It’s not that the TIFF is unrealistically large; it’s the opposite: The raw file is unrealistically small.
If you do the math for the file size of a generic image (from any source, or any application), you can work out how big it will be:
Number of pixels tall
𝗑
Number of pixels wide
𝗑
Number of bits per pixel
𝗑
Number of channels
𝗑
Number of layers
+
metadata, composite preview, and so on.
If you do all that math, you will come up with a file size roughly equal to an uncompressed TIFF. That is the natural size of an image.
The raw file is unnaturally small, because it is only one monochrome channel at a certain number of bits per pixel. No layers, masks, etc. But you cannot view, edit, or print it, because raw data must first be demosaiced into RGB for any of that to be possible. It must become non-raw. That’s where the trouble starts: You see the nice small raw file, but to take it into a form that will let you do something with it, it cannot stay at that size. It must become larger.

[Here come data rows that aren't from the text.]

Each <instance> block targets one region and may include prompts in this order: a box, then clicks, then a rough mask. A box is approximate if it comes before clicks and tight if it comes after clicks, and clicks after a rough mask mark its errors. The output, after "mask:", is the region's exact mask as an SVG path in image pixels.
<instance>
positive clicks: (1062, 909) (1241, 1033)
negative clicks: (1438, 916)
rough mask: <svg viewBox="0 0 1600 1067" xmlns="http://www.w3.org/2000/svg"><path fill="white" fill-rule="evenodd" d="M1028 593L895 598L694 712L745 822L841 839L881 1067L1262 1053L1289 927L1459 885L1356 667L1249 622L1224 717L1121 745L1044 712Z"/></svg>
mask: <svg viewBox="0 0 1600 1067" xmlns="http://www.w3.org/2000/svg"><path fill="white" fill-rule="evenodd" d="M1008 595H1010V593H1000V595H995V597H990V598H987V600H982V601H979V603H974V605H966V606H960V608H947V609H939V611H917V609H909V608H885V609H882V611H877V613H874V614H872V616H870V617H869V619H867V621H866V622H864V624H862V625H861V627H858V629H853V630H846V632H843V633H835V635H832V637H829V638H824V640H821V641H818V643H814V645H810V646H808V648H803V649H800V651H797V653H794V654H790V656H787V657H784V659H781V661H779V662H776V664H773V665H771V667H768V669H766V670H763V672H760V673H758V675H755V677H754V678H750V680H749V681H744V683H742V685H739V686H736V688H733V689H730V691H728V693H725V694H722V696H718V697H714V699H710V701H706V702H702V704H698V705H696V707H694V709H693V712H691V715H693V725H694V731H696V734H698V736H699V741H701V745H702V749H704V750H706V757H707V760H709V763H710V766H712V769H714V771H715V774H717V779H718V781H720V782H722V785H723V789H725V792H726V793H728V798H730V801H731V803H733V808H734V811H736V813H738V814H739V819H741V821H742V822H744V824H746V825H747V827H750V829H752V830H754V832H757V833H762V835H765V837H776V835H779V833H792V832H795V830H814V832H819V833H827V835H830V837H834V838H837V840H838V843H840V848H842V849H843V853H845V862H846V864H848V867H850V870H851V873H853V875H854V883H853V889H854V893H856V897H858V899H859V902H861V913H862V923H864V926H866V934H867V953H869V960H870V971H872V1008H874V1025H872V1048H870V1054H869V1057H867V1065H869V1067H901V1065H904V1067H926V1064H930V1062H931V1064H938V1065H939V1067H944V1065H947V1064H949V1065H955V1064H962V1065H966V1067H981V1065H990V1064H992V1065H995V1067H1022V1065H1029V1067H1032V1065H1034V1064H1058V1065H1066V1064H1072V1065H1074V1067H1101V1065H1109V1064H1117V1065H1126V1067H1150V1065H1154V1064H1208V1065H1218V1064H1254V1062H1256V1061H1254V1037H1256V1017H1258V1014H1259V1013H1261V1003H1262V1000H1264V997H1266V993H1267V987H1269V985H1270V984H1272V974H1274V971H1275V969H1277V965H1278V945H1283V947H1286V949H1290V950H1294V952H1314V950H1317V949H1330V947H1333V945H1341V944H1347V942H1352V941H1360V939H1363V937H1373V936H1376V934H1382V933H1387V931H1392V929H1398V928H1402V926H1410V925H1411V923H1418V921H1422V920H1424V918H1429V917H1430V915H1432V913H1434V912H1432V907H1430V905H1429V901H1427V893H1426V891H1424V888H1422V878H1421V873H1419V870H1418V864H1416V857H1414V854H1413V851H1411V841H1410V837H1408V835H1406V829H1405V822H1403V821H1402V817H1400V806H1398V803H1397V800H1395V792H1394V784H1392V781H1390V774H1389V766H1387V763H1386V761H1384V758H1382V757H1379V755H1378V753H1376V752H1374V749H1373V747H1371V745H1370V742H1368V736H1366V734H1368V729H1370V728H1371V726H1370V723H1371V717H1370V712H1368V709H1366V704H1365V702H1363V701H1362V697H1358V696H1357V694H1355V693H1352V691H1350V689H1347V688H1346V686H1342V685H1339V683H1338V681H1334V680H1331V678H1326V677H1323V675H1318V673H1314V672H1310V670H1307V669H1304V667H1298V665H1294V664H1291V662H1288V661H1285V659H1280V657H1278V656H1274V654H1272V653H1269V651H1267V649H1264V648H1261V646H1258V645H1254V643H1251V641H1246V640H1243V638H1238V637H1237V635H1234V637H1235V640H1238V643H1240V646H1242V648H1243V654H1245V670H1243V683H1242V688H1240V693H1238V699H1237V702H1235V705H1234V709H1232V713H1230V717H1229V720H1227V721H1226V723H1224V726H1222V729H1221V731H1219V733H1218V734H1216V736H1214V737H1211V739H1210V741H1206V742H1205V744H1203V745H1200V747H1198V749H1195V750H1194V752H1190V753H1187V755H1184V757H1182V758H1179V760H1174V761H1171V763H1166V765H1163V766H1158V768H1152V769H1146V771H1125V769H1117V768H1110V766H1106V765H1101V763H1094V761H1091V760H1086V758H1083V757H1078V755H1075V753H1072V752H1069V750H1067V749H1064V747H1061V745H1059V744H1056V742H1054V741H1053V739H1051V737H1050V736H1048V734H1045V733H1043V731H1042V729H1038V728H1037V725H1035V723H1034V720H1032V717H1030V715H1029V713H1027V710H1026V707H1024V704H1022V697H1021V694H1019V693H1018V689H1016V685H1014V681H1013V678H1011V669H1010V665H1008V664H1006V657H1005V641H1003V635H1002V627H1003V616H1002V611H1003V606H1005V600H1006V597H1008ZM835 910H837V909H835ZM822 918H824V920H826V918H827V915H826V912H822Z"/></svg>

You open the raw file in Photoshop, which converts it to RGB. Now you have three channels instead of one, resulting in a roughly 3x increase in file size. Maybe your camera shoots at 14 bits per pixel, but you opened it into a 16 bits per pixel Photoshop file so file size goes up some more due to that.
Then you add one layer, so that immediately doubles the file size. Then you add more layers, masks, channels, Smart Objects… You can see how it happens. The file size only goes up from there.
If you want smaller TIFF files, something has to give. Reducing these make the most difference:
- Pixel dimensions (width vs height)
- Bit depth
- Number of layers
We can be surprised by the size of today’s RGB images because for many years we all worked with 7-ish megapixel images (3000 𝗑 2400 pixels, like a typical scan that would print 8 x 10 inches at 300 ppi), at 8 bits per pixel. Today we could be opening images that are 42 or more megapixels at 16 bits per pixel: 6 or more times the pixel dimensions per side, at double the bit depth! That is a tremendous increase in the data we are capturing and editing, so the resulting PSD/TIFF files have gotten gargantuan…especially after piling on layers, masks, and more on top of that.
In a single-layer document, the file size will be smaller if the one layer is a Background layer instead of a layer that supports transparency (e.g. “Layer 1”). The file size of a layered document will be smaller if the Maximize PSD and PSB File Compatibility option is disabled (in Preferences > File Handling), because that embeds one more image that is a composite preview of all the layers.